Tiba-tiba terdengar suara yang lantang dan merdu ini.
Semua orang menengok, juga The Kwat Lin yang menjadi terkejut melihat ada orang
datang tanpa diketahuinya. Hal itu saja membuktikan bahwa wanita yang muncul
ini memiliki ilmu kepandaian yang hebat. Ayah dan anak itu mendengar nama ilmu
pedang turunan mereka disebut-sebut, juga menengok dengan kaget. Wanita itu
pakaiannya mentereng dan biarpun usianya sudah kurang lebih setengah abad,
namun harus diakui bahwa dia adalah seorang wanita cantik. Rambutnya hitam
gemuk dan panjang, dibiarkan terurai sampai kepinggulnya yang menonjol di balik
celana yang ketat. Tangan kanannya memanggul sebatang payung hitam dan wanita
itu tahu-tahu telah berdiri di situ dengan gaya lemah lembut. Dia seorang
wanita yang masih kelihatan cantik dengan tubuh padat akan tetapi ada sesuatu
yang dingin mengerikan keluar dari sikapnya, terutama sekali sepasang matanya
yang amat tajam itu karena mata itu terbelalak memandang hampir tak pernah
berkejap! Melihat wanita ini, kakek Coa terkejut bukan main dan otomatis dia
berseru keras.
"Kiam-mo Cai-li....!!"
Puteranya, Coa Khi terkejut. Tentu saja dia sudah pernah
mendengar nama ini, nama seorang datuk kaum sesat yang amat terkenal sebagai
seorang iblis betina yang selain kejam dan ganas, juga amat tinggi ilmu
kepandaiannya. Kakek Coa merasa heran sekali mengapa iblis betina yang sudah
bertahun-tahun tak pernah muncul di dunia kang-ouw dan kabarnya hanya bertapa
di tempat kediamannya, yaitu di Rawa Bangkai di kaki Penggunungan Lu-liang-san
itu tahu-tahu kini muncul di situ.
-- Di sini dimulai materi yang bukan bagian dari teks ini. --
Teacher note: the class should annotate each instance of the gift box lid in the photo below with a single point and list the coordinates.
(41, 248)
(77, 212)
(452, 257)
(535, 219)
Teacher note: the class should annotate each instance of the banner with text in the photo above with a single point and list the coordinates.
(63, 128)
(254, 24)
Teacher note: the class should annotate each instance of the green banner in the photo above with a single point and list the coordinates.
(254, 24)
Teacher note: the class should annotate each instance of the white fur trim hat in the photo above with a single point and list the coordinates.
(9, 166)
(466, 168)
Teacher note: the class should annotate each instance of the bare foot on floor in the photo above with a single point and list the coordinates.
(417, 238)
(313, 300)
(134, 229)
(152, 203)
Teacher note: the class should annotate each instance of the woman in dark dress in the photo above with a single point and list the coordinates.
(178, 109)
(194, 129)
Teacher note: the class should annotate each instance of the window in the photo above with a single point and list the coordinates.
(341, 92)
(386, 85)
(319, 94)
Dan biasanya, di mana pun iblis itu muncul,
tentu akan terjadi malapetaka hebat! The Kwat Lin juga sudah mendengar nama
itu, yaitu sepuluh tahun yang lalu ketika dia masih menjadi seorang di antara
Cap-sha Sin-hiap. Ketika itu, nama Kiam-mo Cai-li (Wanita Cerdik Berpedang
Payung) sudah amat terkenal. Akan tetapi dia belum pernah bertemu dengan iblis
betina itu dan sekarang dia melirik ke arah wanita itu dengan senyum mengejek.
Dengan kepandaiannya seperti sekarang ini, dia tidak perlu takut menghadapi
iblis yang manapun juga!
"Kiam-mo Cai-li, apakah kedatanganmu tanpa diundang
ini pun hendak menantang aku sebagai ketua Butong- pai? Kalau memang demikian,
jangan kepalang tanggung, majulah kau bersama kedua orang She Coa ini agar
lebih cepat aku menghadapi kalian!"
Ucapan yang keluar dengan tenangnya dari mulut ketua
Bu-tong-pai itu mengejutkan hati kedua orang ayah dan anak She Coa itu. Berani
bukan main wanita ini menantang Kiam-mo Cai-li seperti itu! Menyuruh datuk kaum
sesat itu untuk mengeroyok! Akan tetapi Kiam-mo Cai-li tertawa lebar sehingga
tampaklah deretan giginya yang putih dan rapi,
"Hi-hi-hik, hebat sekali mulut ketua baru
Bu-tong-pai! Pantas kau disebut-sebut di dunia kang-ouw, kiranya memang memilki
keberanian yang hebat! Hanya karena mendengar engkau adalah Ratu Pulau Es maka
aku terpaksa meninggalkan tempatku yang aman dan tenteram. Kalau tidak karena
nama ini, biar siapa pun yang akan menduduki Bu-tong-pai, aku peduli apa?
Sekarang hendak kulihat bagaimana kau menghadapi pewaris-pewaris ilmu Pedang
Hok-liong-kiamsut yang terkenal ini. Kalau kau memang berharga untuk melawanku,
barulah kita nanti bicara lagi!"
The Kwat Lin tersenyum mengejek dan mendenguskan suara
dari hidung.
"Hemm, kau merasa terlalu tinggi untuk mengeroyok?
Baiklah, kalau begitu tunggu saja sampai aku membereskan dua orang ini. Di sini
tidak ada bangku, duduklah di sini!"
Setelah berkata demikian, Kwat Lin menghampiri sebatang
pohon dan sekali tangan kirinya bergerak menyabet dengan telapak tangan miring,
terdengar suara keras dan pohon itu tumbang. Hebatnya, batang pohon itu putus
seperti dibabat pedang tajam saja, rata dan halus sehingga sisanya merupakan
sebuah bangku!
"Hi-hi-hik, memang hebat sinkangmu! Terima kasih,
aku menanti di sini,"
Kata Kiam-mo Cai-li Liok Si dan sekali meloncat, tubuhnya
sudah melayang ke atas batang pohon yang merupakan bangku bermuka halus itu.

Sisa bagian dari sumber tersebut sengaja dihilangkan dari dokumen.